First they set their sights on Happy Meals. Next up was circumcision. Now the city of San Francisco has decided that goldfish are a blight upon humanity. The San Francisco Animal Control and Welfare Commission has proposed that city supervisors ban the sale of goldfish in the city because aquarium fish are "mass bred" under "inhumane" conditions.
WTF?
"Most fish in aquariums are either mass bred" under inhumane conditions "or taken from the wild," commission member Philip Gerrie said. That leads to "devastation of tropical fish from places like Southeast Asia," he said.
Millions of children learn to care for animals by raising goldfish. When I was a strapping young lad each of us in our family had a goldfish. We had to feed the fish and keep the water clean. Of course they all eventually died -- though none more spectacularly than my youngest brother's fish who got sick and was eaten by his bowl mate.
Fish are the ultimate urban pet. You don't have to walk them. You don't have to clean up after them. They don't soil the carpet. They don't get fur all over the furniture. They're pretty to look at - especially salt water fish - and you can customize your tank to your heart's content.
The fish don't have to search for food. They don't have to worry about predators. They just have to swim around all day and provide a pleasant backdrop for whatever else is going on inside the house.

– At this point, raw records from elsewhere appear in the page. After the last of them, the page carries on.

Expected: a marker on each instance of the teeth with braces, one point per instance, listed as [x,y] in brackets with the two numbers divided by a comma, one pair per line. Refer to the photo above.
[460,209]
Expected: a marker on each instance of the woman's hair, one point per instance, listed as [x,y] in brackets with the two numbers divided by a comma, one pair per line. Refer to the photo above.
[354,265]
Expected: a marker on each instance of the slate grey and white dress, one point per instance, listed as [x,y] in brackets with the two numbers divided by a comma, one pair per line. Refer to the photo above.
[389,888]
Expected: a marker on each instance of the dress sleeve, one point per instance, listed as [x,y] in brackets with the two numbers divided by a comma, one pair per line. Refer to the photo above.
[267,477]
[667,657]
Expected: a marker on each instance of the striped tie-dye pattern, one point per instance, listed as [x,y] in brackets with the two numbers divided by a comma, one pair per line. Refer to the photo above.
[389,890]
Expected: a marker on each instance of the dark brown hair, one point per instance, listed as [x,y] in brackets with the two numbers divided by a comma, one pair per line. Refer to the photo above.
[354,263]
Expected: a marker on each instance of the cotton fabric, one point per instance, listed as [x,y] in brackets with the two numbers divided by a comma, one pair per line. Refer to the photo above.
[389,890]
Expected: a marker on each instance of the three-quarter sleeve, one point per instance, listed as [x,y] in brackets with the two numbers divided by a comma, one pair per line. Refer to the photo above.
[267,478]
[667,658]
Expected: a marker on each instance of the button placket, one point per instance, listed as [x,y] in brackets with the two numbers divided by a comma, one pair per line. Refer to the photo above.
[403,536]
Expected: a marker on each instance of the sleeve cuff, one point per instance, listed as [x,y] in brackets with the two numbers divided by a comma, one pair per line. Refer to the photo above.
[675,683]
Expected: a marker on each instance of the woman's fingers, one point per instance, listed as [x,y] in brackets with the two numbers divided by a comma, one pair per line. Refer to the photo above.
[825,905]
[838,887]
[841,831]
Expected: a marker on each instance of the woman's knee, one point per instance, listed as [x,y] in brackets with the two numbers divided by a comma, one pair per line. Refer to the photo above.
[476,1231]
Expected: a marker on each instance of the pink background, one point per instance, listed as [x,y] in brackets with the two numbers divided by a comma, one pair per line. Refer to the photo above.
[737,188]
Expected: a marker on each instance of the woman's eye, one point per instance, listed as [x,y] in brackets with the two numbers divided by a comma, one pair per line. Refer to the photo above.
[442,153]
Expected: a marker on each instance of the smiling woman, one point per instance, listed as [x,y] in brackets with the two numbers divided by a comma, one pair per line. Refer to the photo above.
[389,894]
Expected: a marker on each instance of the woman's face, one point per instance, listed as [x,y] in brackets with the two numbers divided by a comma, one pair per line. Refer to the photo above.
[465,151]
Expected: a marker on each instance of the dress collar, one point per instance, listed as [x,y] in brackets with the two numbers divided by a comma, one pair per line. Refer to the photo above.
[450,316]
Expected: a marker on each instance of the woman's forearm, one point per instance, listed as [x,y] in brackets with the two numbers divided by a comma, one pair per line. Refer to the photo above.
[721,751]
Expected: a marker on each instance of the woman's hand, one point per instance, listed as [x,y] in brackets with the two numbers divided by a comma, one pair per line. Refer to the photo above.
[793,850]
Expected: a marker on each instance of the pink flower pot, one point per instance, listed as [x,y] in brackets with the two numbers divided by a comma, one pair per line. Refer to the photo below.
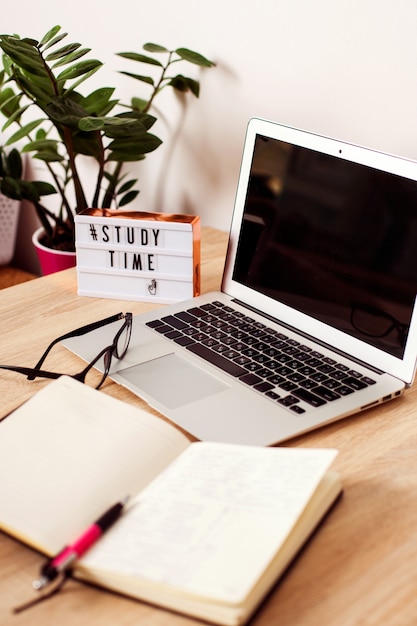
[52,260]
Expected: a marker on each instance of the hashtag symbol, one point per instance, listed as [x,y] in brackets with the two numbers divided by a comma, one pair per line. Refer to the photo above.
[93,232]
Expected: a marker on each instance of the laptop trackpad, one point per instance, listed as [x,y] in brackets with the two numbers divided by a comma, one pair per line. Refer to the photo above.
[172,381]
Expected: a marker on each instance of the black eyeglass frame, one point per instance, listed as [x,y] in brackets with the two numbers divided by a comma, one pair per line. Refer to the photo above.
[107,353]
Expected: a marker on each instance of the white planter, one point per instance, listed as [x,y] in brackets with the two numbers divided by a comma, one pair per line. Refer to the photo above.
[9,217]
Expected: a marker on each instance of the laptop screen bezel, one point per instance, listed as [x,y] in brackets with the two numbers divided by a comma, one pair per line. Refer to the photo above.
[402,368]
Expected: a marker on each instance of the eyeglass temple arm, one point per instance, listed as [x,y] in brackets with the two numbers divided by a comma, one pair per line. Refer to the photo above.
[83,330]
[33,372]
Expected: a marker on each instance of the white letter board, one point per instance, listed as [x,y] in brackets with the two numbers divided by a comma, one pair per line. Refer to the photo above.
[132,255]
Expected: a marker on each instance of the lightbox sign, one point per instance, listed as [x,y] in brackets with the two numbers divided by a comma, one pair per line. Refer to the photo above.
[132,255]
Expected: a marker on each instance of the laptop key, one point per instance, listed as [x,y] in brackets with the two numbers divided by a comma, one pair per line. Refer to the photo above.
[307,396]
[217,359]
[250,379]
[326,394]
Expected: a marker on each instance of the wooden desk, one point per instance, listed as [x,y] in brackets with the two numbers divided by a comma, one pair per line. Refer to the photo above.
[360,569]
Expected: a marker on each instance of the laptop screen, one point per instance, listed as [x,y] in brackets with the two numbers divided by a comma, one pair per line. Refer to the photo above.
[333,239]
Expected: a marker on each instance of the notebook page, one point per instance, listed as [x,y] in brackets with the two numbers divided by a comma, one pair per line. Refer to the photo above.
[69,453]
[212,521]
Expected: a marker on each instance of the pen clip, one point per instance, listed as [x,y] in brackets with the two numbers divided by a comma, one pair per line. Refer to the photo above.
[45,596]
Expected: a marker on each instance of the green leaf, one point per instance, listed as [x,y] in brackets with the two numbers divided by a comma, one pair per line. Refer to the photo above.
[82,79]
[24,131]
[56,40]
[65,111]
[70,58]
[79,69]
[98,100]
[127,186]
[48,156]
[154,47]
[10,188]
[9,105]
[141,58]
[194,57]
[14,163]
[89,124]
[144,79]
[64,51]
[182,83]
[128,197]
[40,145]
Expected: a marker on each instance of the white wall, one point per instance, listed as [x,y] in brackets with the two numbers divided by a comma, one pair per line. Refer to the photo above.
[345,68]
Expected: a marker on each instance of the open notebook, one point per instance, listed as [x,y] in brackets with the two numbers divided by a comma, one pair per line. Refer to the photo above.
[316,317]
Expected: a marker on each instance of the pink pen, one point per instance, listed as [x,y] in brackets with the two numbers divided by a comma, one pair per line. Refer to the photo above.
[64,559]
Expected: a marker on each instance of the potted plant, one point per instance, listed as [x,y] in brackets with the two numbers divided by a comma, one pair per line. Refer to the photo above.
[52,121]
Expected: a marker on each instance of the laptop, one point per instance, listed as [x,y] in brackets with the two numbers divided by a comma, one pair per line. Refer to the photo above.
[316,317]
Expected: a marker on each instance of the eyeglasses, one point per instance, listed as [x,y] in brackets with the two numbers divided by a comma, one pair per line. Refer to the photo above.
[117,348]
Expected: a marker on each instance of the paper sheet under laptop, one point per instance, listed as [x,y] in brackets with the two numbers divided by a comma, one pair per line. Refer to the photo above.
[323,250]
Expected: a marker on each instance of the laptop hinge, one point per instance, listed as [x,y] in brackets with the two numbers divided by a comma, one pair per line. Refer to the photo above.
[297,331]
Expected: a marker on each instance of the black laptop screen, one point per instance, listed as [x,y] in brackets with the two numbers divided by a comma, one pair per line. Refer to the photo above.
[332,239]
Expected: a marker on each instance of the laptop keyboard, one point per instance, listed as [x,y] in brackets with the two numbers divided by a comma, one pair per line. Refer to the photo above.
[281,368]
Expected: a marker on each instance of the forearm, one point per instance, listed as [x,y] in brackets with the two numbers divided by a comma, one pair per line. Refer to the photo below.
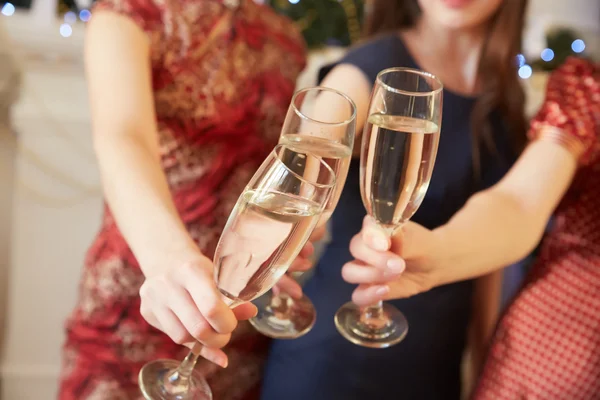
[478,241]
[138,194]
[502,225]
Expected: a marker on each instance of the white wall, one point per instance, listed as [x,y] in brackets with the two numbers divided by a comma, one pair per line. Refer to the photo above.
[49,239]
[52,221]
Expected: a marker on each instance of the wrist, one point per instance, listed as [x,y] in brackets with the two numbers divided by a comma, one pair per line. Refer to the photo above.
[440,256]
[160,260]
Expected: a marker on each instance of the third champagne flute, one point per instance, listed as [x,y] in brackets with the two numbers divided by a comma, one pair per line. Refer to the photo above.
[399,147]
[321,121]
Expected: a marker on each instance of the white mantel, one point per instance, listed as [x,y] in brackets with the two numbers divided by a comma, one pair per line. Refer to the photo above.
[49,240]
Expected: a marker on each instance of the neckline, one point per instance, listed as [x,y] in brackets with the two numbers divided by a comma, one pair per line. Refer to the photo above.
[398,39]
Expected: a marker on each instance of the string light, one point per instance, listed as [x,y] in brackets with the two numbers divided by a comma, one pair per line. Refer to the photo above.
[578,46]
[85,15]
[352,19]
[525,72]
[66,30]
[70,17]
[8,9]
[547,55]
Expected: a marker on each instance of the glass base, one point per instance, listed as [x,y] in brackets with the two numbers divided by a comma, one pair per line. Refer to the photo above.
[282,317]
[391,328]
[154,384]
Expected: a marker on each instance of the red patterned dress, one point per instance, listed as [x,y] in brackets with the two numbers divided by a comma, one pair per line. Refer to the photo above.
[547,346]
[223,76]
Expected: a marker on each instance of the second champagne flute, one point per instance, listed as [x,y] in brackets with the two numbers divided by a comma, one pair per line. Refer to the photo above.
[270,223]
[399,147]
[321,121]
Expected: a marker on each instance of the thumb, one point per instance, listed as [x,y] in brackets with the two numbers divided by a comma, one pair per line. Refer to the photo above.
[412,241]
[374,236]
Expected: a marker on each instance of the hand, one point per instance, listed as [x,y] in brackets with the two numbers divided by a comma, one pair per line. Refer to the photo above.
[390,269]
[185,303]
[302,263]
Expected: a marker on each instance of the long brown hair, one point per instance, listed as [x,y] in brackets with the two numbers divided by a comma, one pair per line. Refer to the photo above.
[497,71]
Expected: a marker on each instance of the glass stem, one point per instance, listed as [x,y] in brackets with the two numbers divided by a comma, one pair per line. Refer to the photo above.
[375,311]
[179,380]
[373,316]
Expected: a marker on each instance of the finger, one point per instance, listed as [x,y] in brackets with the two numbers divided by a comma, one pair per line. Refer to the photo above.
[289,286]
[384,260]
[200,285]
[300,264]
[170,324]
[357,272]
[366,295]
[374,236]
[198,327]
[245,311]
[307,250]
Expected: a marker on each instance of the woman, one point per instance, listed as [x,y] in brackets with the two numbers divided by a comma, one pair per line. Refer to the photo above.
[187,99]
[471,45]
[547,345]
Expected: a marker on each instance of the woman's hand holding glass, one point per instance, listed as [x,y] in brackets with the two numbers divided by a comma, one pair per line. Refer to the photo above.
[185,303]
[266,231]
[386,269]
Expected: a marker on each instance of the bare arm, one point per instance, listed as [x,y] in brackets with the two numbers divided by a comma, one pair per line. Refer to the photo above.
[179,296]
[126,143]
[350,80]
[502,225]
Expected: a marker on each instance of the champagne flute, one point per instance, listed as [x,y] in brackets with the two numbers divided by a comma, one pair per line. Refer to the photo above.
[399,147]
[321,121]
[270,223]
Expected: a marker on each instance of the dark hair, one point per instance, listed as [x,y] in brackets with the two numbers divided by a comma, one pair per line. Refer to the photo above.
[497,71]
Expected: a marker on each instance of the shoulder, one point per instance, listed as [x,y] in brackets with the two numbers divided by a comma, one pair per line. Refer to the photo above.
[572,105]
[373,56]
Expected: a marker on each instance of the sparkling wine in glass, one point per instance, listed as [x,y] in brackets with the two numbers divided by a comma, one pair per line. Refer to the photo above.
[270,223]
[321,121]
[399,147]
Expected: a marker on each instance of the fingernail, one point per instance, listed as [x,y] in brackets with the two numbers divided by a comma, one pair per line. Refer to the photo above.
[382,291]
[395,265]
[377,241]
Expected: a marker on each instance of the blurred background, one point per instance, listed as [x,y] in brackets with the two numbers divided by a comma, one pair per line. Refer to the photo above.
[50,198]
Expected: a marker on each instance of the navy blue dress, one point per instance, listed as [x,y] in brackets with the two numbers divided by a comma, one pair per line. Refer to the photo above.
[324,366]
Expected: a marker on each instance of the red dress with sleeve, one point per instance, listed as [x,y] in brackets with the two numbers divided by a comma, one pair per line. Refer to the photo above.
[547,345]
[223,76]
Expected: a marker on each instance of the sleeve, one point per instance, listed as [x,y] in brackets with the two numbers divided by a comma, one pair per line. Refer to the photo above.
[570,114]
[146,14]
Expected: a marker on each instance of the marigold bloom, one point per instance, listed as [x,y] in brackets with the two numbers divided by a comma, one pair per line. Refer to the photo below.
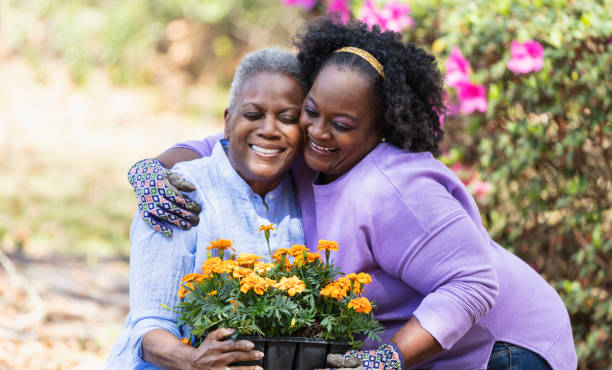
[327,245]
[361,278]
[297,250]
[312,257]
[361,304]
[255,282]
[291,284]
[229,266]
[189,277]
[331,290]
[247,259]
[241,272]
[343,283]
[279,253]
[266,227]
[221,244]
[263,268]
[186,341]
[183,291]
[214,264]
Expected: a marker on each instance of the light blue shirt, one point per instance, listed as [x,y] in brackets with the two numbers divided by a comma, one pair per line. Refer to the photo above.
[231,210]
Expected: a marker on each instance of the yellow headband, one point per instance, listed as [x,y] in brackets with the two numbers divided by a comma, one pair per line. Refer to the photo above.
[366,56]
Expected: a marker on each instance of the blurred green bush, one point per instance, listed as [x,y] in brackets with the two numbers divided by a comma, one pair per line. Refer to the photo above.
[544,143]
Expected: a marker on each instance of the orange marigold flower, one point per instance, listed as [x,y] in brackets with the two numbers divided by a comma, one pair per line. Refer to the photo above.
[255,282]
[327,245]
[361,304]
[361,278]
[189,277]
[263,268]
[201,277]
[297,250]
[279,253]
[240,272]
[247,259]
[266,227]
[291,284]
[183,291]
[343,283]
[312,257]
[221,244]
[229,266]
[186,341]
[213,264]
[332,291]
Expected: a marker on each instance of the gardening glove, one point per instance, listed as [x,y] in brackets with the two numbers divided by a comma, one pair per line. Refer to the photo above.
[159,197]
[386,356]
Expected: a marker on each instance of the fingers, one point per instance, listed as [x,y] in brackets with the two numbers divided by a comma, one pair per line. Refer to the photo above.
[220,334]
[180,183]
[240,356]
[158,226]
[175,195]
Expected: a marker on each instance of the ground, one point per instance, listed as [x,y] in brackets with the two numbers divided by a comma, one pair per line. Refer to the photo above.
[66,206]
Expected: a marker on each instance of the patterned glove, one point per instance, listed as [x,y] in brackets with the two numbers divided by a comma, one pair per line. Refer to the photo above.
[386,356]
[159,197]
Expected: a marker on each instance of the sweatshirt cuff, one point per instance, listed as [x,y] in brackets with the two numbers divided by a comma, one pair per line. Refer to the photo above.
[144,326]
[443,318]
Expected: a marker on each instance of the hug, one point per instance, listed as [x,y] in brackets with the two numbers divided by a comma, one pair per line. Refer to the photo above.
[339,143]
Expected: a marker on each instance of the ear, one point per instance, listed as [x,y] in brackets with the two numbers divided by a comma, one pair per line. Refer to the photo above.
[226,117]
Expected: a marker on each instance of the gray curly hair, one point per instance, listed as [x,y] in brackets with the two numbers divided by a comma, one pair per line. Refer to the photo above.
[264,60]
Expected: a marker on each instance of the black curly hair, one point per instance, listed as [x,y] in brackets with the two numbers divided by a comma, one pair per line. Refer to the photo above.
[412,90]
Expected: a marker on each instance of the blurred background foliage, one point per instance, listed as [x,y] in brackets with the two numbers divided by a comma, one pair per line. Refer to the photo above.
[543,145]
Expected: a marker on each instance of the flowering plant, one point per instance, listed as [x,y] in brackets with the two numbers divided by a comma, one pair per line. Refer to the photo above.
[295,295]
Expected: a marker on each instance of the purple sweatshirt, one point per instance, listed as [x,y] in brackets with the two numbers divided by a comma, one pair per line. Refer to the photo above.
[410,223]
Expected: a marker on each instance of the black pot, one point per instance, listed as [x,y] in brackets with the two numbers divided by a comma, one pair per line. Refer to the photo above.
[297,353]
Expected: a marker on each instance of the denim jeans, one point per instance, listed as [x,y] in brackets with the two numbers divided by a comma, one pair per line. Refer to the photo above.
[507,356]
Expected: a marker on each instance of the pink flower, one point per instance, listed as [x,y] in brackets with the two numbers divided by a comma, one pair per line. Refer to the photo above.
[340,9]
[480,188]
[471,98]
[457,68]
[525,57]
[306,4]
[394,17]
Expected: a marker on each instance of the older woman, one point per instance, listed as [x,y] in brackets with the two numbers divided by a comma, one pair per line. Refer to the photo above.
[448,295]
[246,172]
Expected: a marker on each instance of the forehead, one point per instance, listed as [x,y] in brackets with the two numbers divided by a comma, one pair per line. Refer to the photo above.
[342,87]
[271,88]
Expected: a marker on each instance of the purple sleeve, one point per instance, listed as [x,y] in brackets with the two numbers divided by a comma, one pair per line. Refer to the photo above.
[447,261]
[202,147]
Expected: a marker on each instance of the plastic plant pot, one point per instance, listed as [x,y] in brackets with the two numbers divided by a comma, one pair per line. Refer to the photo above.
[297,353]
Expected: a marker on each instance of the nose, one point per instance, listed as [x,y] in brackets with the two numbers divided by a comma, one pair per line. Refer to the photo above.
[269,127]
[318,130]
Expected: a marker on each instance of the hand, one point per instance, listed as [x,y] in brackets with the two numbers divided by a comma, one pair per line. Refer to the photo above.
[216,354]
[386,356]
[159,197]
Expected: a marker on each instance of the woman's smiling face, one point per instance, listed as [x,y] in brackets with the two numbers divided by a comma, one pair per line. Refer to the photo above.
[263,129]
[339,121]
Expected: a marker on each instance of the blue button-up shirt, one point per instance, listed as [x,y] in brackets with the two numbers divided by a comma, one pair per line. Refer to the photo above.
[231,210]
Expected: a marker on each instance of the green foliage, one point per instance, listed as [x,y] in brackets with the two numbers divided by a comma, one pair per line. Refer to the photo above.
[544,142]
[257,299]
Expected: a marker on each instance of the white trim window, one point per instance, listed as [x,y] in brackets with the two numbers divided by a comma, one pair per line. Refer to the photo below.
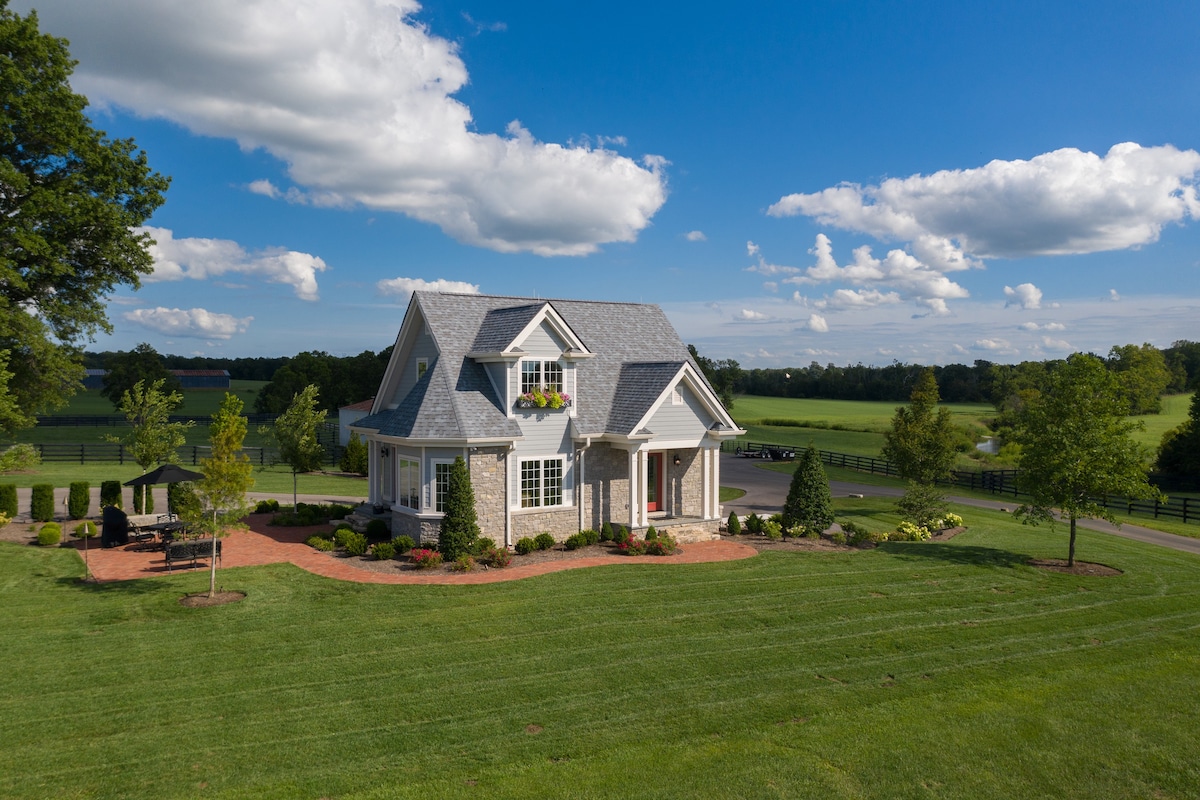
[546,376]
[408,483]
[441,483]
[541,482]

The City by the Bay has rapidly become a symbol of the "nanny state" on steroids. People have to, at some level, be left to their own devices to function. The citizenry has a right to be left alone by the ever expanding reach of the state. Not every perceived wrong can be "fixed" by government fiat.
Like every other major city in the United States, San Francisco is confronted with unemployment, crime, pollution, traffic congestion, poverty, drug and alcohol addiction and a host of other problems. But instead of looking at ways to alleviate human suffering, the do-gooders in San Francisco are taking up the cause of goldfish.
I guess it's much easier to deal with pseudo-issues like rousting fish from the sea than it is with the very real problems that confront our society on a daily basis.